Des milliers de francs perdus
Pour le joueur, il s'agit souvent de microtransactions. Mais, mises bout à bout, elles peuvent parfois représenter de très grosses sommes. "Nous avons souvent des parents qui viennent nous voir et qui nous disent que leur enfant a dépensé plus de 1000 francs en un mois dans un jeu vidéo", indique Romaine Darbellay.
Joueur de "Counter-Strike", jeu de tir à la première personne, Franck* est l'un d'eux. "J'ai dû dépenser entre 3000 et 4000 francs de mes 15 à mes 18 ans", raconte-t-il. "Cela représentait toutes mes économies, l'argent reçu à mon anniversaires ou gagné lors de petits jobs".
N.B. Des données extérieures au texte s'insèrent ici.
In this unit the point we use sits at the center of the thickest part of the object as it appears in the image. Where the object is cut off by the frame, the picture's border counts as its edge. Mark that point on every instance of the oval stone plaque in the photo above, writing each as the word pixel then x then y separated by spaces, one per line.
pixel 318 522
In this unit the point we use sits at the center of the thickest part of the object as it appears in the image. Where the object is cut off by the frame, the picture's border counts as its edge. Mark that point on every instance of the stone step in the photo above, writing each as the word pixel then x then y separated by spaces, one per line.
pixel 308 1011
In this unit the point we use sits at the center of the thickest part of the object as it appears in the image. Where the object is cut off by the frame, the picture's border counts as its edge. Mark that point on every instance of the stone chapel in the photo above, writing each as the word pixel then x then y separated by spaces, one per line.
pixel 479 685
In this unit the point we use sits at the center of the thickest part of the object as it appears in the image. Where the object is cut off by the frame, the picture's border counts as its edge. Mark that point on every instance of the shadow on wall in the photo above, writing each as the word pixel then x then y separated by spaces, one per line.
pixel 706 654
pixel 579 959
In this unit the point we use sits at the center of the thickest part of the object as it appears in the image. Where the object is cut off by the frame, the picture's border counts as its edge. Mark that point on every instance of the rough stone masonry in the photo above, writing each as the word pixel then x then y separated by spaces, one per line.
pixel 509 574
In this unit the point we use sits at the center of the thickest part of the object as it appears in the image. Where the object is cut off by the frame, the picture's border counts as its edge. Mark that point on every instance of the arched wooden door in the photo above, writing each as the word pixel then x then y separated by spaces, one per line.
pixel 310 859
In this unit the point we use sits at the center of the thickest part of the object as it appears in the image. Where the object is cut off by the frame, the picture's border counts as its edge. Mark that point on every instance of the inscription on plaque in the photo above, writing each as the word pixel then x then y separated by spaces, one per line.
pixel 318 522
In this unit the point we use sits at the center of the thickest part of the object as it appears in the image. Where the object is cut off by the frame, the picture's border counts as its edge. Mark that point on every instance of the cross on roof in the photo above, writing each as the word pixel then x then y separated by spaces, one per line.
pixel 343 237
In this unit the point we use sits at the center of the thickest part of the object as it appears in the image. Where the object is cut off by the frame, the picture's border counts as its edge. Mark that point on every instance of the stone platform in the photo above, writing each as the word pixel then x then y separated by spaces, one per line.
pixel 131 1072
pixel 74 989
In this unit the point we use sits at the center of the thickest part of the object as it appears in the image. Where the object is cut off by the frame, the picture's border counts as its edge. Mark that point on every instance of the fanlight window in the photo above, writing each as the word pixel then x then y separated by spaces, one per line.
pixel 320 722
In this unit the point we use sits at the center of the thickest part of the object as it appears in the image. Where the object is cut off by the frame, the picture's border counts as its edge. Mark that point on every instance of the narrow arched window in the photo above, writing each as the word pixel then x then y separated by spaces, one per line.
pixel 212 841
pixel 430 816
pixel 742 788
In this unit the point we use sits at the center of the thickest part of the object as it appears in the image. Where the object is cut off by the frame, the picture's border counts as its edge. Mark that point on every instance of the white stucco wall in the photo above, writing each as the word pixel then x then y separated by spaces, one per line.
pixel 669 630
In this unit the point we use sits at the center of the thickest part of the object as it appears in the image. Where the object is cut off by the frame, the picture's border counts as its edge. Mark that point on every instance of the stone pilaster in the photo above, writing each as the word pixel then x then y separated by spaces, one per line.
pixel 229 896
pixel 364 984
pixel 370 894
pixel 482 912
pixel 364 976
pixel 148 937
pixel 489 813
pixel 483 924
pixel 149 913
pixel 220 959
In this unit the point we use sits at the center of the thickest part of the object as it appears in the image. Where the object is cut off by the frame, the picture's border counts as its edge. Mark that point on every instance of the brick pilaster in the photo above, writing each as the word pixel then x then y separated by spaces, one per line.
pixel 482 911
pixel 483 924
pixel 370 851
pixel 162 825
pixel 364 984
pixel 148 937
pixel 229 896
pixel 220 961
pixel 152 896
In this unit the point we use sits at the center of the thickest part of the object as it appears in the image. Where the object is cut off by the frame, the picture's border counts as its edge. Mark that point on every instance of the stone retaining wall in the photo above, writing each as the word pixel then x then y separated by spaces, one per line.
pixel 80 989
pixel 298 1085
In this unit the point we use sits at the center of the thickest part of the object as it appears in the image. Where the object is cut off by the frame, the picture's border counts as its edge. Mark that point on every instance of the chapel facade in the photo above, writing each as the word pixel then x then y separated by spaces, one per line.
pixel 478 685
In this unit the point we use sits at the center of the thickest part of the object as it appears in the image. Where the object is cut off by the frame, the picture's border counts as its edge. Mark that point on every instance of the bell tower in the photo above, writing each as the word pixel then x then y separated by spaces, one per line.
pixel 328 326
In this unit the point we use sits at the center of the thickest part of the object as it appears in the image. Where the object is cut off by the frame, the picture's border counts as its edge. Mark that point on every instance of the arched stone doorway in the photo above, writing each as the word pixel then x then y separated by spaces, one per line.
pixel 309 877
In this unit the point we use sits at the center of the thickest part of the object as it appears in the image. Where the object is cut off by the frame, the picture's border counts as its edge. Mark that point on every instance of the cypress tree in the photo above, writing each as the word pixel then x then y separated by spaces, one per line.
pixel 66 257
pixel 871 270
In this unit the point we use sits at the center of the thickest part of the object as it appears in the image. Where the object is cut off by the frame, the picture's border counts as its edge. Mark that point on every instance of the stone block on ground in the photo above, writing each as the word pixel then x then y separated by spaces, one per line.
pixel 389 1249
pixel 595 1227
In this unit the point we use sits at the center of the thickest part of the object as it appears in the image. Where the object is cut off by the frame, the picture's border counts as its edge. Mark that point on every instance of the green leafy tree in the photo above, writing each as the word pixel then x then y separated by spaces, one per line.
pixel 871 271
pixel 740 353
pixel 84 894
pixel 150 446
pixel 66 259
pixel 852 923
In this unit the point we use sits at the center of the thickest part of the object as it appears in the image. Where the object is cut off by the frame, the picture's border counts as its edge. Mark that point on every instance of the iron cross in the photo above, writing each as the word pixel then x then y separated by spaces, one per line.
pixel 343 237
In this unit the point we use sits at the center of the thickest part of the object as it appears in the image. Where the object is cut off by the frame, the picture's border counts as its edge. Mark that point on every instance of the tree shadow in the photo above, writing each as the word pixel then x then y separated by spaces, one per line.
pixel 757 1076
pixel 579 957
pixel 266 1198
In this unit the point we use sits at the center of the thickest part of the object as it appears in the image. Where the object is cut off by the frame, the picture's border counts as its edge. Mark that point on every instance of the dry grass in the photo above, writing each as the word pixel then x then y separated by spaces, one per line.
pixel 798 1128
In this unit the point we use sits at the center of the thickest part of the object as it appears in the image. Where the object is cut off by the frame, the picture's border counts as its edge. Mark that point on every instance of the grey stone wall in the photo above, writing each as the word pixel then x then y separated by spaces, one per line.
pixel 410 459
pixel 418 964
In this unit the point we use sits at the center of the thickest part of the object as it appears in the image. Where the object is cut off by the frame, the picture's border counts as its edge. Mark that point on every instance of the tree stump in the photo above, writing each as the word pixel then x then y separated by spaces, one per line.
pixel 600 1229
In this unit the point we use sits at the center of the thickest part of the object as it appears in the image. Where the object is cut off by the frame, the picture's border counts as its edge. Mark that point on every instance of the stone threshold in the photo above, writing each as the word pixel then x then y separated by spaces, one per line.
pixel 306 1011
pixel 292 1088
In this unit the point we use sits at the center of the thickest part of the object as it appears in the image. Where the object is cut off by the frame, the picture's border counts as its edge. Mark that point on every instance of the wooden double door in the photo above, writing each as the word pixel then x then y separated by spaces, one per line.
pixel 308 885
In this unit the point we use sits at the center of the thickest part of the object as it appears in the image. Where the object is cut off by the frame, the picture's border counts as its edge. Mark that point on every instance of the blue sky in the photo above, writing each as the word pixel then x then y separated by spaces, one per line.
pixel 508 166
Ce qui lui a fait dépenser autant d'argent, c'est que contrairement aux autres jeux vidéo, "Counter-Strike" permet au joueur de revendre ce qu'il a gagné dans le monde réel et ainsi obtenir des francs.
Cela augmente la dépendance, parce qu'on se dit qu'un jour, si on ne joue plus au jeu, on peut récupérer une belle somme. Mais la plupart du temps… moi je n'ai rien récupéré
Certaines armes du jeu se revendent plusieurs milliers de francs. Et le web regorge de vidéos où les gros lots tombent comme des petits pains. De quoi faire tourner la tête des joueurs.
"Cela augmente la dépendance, parce qu'on se dit qu'un jour, si on ne joue plus au jeu, on peut récupérer une belle somme", dit Franck. "Moi, je n'ai rien récupéré. J'ai certains amis qui ont sauvé quelques centaines de francs, mais tout l'argent qu'on a dépensé est quasiment perdu".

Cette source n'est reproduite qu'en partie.